Consequences of the Mean Value Theorem for Differentiable Functions
Consequences of the Mean Value Theorem for Differentiable Functions
| Corollary 1: If $f : [a, b] \to \mathbb{R}$ is continuous on $[a, b]$ and differentiable on $(a, b)$ then $f$ is constant on $[a, b]$ if and only if $f'(x) = 0$ on $(a, b)$. |
- Proof: $\Rightarrow$ Suppose that $f$ is constant on $[a, b]$. Then $f(x) = M$ for some $M \in \mathbb{R}$ and $f'(x) = [M]' = 0$ on $(a, b)$.

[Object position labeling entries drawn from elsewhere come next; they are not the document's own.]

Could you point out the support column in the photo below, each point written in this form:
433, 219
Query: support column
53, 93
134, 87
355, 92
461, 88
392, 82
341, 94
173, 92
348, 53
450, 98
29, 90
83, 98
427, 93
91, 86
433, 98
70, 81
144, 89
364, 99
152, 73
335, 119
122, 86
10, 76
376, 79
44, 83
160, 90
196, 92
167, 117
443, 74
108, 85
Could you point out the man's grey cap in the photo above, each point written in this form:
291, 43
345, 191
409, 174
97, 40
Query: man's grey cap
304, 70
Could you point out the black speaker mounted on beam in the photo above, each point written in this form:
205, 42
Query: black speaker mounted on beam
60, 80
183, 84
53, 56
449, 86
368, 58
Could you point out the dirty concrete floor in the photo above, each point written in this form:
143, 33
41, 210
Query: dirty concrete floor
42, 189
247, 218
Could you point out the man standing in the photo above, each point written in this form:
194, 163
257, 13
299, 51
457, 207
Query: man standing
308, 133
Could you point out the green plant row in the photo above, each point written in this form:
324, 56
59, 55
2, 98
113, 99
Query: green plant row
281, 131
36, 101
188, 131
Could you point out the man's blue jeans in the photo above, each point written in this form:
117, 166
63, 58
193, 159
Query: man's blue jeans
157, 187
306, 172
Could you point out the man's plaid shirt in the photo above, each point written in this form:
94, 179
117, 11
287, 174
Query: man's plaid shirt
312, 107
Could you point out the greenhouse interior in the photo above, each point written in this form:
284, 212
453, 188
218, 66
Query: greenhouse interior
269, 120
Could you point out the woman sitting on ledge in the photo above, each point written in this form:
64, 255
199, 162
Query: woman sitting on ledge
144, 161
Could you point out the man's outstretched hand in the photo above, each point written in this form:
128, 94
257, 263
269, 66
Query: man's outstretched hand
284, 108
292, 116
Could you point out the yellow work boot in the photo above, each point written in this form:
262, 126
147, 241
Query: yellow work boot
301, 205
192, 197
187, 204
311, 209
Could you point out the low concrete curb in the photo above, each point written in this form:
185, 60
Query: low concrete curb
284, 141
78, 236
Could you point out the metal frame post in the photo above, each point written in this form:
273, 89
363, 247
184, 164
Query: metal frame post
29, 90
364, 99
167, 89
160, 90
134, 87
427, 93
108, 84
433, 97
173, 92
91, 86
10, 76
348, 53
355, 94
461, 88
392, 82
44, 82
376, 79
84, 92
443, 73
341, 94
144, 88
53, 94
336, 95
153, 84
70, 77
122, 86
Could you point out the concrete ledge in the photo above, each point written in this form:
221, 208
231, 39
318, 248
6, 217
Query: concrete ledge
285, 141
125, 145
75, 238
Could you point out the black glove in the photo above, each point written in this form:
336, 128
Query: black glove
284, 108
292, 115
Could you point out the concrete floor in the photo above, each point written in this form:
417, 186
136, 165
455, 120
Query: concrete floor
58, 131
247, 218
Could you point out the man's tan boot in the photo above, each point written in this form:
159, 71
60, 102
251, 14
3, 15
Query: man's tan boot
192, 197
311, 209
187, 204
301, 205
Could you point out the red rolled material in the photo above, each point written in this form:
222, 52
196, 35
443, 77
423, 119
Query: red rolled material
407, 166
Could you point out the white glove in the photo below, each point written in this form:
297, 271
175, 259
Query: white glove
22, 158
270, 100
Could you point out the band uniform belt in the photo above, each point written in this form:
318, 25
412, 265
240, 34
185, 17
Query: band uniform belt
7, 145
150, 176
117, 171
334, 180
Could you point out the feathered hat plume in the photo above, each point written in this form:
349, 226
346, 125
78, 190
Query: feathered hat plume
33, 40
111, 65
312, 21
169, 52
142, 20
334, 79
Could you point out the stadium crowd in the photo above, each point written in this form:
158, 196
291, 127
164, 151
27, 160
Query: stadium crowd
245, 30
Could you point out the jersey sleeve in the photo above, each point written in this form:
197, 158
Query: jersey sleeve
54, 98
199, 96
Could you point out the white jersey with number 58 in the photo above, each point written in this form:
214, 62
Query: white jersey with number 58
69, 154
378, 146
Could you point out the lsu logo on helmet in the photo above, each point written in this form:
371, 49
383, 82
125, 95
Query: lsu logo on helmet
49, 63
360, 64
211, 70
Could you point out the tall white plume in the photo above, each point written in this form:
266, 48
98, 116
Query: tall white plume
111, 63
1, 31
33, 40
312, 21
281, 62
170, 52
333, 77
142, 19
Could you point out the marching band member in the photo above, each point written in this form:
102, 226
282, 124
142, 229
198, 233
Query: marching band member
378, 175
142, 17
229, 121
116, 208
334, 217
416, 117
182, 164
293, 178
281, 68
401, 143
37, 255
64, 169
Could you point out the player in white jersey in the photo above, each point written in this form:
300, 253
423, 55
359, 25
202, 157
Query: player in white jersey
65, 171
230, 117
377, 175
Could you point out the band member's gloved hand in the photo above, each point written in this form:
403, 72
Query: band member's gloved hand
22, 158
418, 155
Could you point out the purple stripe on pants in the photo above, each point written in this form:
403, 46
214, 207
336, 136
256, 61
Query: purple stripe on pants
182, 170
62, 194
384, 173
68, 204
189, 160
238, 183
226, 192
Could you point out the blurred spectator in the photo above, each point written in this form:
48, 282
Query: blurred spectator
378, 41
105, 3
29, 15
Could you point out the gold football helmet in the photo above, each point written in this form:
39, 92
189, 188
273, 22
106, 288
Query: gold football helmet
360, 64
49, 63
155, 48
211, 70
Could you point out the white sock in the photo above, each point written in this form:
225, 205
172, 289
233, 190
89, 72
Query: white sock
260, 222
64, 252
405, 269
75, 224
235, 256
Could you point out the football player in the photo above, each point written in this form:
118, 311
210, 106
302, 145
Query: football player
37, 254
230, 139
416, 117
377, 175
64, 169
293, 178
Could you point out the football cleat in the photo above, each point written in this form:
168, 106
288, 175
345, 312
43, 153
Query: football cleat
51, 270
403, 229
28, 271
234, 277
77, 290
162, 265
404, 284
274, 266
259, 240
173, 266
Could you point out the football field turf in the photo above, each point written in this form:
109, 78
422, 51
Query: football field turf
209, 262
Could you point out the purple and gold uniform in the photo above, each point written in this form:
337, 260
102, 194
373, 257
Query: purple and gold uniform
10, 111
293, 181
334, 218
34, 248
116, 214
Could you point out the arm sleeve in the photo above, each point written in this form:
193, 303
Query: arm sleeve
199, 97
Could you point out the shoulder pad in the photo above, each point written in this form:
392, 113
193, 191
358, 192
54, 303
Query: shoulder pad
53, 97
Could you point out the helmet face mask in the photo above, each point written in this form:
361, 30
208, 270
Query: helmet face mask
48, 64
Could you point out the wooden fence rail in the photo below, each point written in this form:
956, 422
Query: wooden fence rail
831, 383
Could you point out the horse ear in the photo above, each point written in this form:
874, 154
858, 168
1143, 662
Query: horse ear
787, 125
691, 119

- $\Leftarrow$ Suppose that $f'(x) = 0$ on $(a, b)$. By the Mean Value theorem, for each $x_0 \in [a, b]$ we have that there exists a $c \in (a, b)$ such that:
\begin{align} \quad f'(c) = \frac{f(b) - f(x_0)}{b - x_0} \end{align}
- But $f'(c) = 0$. So $f(b) = f(x_0)$ for all $x_0 \in [a, b]$. Hence $f$ is constant on $[a, b]$. $\blacksquare$
| Corollary 2: If $f : [a, b] \to \mathbb{R}$ and $g : [a, b] \to \mathbb{R}$ are continuous on $[a, b]$, differentiable on $(a, b)$, and $f'(x) = g'(x)$ for all $x \in (a, b)$. Then there exists a constant $C \in \mathbb{R}$ for which $f(x) = g(x) + C$ on all of $I$. |
- Proof: Consider the function $f - g$. It is continuous on $[a, b]$ and differentiable on $(a, b)$. Furthermore, $(f - g)'(x) = 0$ on $(a, b)$. By Corollary 1 we must have that $f - g$ is constant. So there exists a $C \in \mathbb{R}$ for which $f(x) - g(x) = C$ for all $x \in [a, b]$, i.e.:
\begin{align} \quad f(x) = g(x) + C \quad \blacksquare \end{align}